David Henson received his Master of Arts from Graduate Theological Union in Berkeley, California, after receiving a Lilly Grant for religious education for journalists. He ordained in the Episcopal Church as a priest. He is a father of two young sons and the husband of a medical school student.

  • Y. A. Warren

    Moving and infuriating. Where are the branches on the vine of this man’s church family that should have him encircled while he cries? Our Father may be in heaven, but The Holy Spirit of Jesus is supposed to be in all the people of the church. We can’t FEEL the arms of God except in the arms of others. When will we begin taking seriously that we must live in the full image and likeness of God to create, “Thy will be done, on earth as it is in heaven?” Suicide is caused by having all the “good” people waiting for heaven instead of creating heaven on earth.

  • Charles Kinnaird

    I know where that man has been. I have been at that point where earnest
    seeking bumps up against the silent barrenness of seeming emptiness. This is
    the process that Kierkegaard speaks of when he says that we must each stand
    before God alone in existential angst. It also speaks to what St. John of the
    Cross referred to in the Dark Night of the Soul in which God is found even in
    god’s absence.

    The other thing I note is that the setting is in an obviously Protestant church and that setting does as much to set the tone as does the actor. Nothing says distance and aloneness better than Protestant Church architecture.

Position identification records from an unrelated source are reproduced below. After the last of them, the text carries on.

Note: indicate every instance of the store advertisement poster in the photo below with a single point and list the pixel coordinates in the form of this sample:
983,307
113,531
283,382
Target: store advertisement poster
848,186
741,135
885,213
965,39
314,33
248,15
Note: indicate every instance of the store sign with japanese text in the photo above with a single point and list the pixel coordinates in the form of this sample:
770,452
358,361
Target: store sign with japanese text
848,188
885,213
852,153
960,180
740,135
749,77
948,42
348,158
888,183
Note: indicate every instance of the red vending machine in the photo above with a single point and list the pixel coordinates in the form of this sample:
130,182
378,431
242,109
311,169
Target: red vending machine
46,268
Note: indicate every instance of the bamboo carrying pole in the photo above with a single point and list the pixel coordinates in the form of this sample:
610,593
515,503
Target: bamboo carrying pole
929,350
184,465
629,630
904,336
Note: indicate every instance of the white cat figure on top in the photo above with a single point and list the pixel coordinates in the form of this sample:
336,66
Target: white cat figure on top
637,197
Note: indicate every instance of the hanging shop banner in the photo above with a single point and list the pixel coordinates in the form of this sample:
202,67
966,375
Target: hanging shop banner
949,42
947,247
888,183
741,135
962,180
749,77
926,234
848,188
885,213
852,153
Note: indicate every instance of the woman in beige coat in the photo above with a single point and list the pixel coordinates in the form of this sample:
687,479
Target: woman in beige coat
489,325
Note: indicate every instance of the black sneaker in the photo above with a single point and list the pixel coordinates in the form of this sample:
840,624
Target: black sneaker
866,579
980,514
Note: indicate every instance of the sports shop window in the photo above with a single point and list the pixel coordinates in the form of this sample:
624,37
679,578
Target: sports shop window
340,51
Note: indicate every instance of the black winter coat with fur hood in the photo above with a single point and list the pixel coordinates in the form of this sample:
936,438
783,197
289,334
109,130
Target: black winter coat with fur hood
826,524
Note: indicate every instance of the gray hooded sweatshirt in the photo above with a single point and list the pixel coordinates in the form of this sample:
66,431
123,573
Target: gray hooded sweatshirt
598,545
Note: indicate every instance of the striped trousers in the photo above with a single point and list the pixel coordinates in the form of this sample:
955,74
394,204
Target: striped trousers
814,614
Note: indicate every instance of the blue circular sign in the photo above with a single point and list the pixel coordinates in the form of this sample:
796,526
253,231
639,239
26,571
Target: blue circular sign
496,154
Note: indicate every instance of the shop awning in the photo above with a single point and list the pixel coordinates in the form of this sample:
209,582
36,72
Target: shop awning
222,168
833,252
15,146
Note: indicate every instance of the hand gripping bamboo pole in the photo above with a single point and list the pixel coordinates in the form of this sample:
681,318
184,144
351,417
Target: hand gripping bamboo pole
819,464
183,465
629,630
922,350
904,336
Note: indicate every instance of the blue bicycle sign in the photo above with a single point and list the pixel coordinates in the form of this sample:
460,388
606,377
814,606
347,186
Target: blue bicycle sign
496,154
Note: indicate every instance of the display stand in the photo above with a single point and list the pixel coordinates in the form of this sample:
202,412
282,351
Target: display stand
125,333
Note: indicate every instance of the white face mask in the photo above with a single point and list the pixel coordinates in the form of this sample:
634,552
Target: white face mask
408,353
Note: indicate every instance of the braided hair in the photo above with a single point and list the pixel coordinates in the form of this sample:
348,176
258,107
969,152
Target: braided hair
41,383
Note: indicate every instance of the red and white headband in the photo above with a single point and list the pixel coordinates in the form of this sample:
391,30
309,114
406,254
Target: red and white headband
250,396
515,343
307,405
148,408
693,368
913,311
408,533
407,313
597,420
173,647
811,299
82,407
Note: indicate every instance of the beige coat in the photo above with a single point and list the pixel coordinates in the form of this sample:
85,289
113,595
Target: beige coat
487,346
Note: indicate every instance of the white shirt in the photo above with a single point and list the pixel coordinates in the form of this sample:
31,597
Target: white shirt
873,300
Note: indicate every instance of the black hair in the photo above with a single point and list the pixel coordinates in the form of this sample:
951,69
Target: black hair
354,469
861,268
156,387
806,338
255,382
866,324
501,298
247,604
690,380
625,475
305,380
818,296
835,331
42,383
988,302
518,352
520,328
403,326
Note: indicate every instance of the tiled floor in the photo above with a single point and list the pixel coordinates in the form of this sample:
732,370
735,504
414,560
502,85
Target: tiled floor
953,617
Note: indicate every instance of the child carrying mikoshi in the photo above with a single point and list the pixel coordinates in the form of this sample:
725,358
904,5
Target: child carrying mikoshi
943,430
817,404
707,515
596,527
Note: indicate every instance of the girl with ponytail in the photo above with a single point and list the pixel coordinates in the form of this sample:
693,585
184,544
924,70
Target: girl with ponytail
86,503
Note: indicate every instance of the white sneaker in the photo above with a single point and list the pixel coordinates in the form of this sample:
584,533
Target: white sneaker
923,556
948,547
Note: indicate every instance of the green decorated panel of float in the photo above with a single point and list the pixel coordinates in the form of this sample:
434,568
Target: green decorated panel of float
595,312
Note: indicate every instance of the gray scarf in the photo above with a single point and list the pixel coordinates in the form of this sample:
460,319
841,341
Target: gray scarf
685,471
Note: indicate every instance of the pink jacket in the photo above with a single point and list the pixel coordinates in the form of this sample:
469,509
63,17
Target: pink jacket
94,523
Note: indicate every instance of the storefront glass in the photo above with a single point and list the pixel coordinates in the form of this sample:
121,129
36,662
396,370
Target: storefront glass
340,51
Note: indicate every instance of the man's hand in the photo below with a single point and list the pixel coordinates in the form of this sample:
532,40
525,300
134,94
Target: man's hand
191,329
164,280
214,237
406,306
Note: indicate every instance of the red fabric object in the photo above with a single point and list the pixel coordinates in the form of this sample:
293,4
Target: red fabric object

    I said that I have been in that very same spiritual place (and physical space) as portrayed in the film. My spiritual journey has also led me from the Baptist to a sacramental understanding of worship in the Episcopal Church and then in the Catholic Church. Catholic spirituality and church architecture is markedly different. I like what Father Andrew Greely said in The Catholic Myth: “Catholics differ from other Americans in that their imaginations tend to be more ‘sacramental’ (or to use David Tracy’s word, ‘analogical’). By that I mean that Catholics are more likely to imagine God as present in the world and the world as revelatory instead of bleak. Much that is thought to be distinctly Catholic results from this distinctive style of imagining – the importance of community, institution, and hierarchy; the interest in the fine arts; devotion to saints, angels, holy souls, and especially to the Mother of Jesus; reverence for statues and images, the use of blessings, medals, and prayer
    beads.”

    These are two sides of the same reality – one bleak and distant, the other teeming with God’s unavoidable presence. I have known them both. The film seems to show a quiet resolution – a coming to terms with the reality that even though God was not there in that moment, it is okay. The man can still come back and revere God with a more mature understanding.

  • http://blogforthelordjesus.wordpress.com Mike Gantt

    David,

    Please say more about why you found this film edifying. I’m not talking about its cinematic values – it seems to be a a well-made flim. I’m talking about the spiritual message of the film. What did you take it to be, how would you articulate it to someone who had not and would not see the film, and what was it about that message that you seemed to appreciate so much?

    (At your suggestion, I watched the film, and doing so left me with these questions. Thanks.)